In the excerpts immediately above from Pfizer’s motion to dismiss Brook’s lawsuit, we see that the pharma giant claims specifically that the contract between Pfizer and the DoD, nor invoices submitted by Pfizer to the DoD, “make any mention of the FDA clinical trial regulations” as they were not relevant to conducting the “vaccine” clinical trials. Pfizer also says that the scope of work (SOW) for delivering its COVID-19 “vaccine” “describes a ‘large scale vaccine manufacturing demonstration’ that imposes no requirements relating to Good Clinical Practices (‘GCP’) or related FDA regulations.” Meaning Pfizer was not obligated to follow critical clinical guidelines as laid out by the FDA when producing its experimental COVID injection.

Although it’s somewhat tangential to Demasi’s letter in the BMJ, as well as Jackson’s whistleblower claims, it should also be noted that a second whistleblower, Melissa McAtee, has come out against Pfizer regarding the way it manufactured its COVID-19 “vaccines.” McAtee claims that, just as Pfizer didn’t follow Good Clinical Practices during the clinical trials of its experimental injection, it also hasn’t followed Good Manufacturing Practices (GMP) while producing its actual COVID-19 “vaccines.” On the contrary, McAtee says that both Pfizer and the FDA have failed to address the serious violations she observed at her Pfizer manufacturing facility, including intentionally blacked-out windows and negligent site reviews by the FDA.

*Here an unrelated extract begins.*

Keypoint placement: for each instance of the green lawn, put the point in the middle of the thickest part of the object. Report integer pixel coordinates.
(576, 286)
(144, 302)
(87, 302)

In the post immediately above featuring an interview with pharmaceutical industry veteran Sasha Latypova we gain what is perhaps the key insight into not only why Pfizer and the FDA have been so negligent in this case, but also how they’ve gotten away with their behavior as she makes it clear that—legally—all of Pfizer’s COVID-19 “vaccine” clinical trials and manufacturing output have only been a “demonstration” of the ability to produce the experimental injections; not a genuine effort to produce them as other pharmaceuticals are normally produced. This has meant that Pfizer and the FDA have been able to behave in a completely lawless manner without suffering any consequences.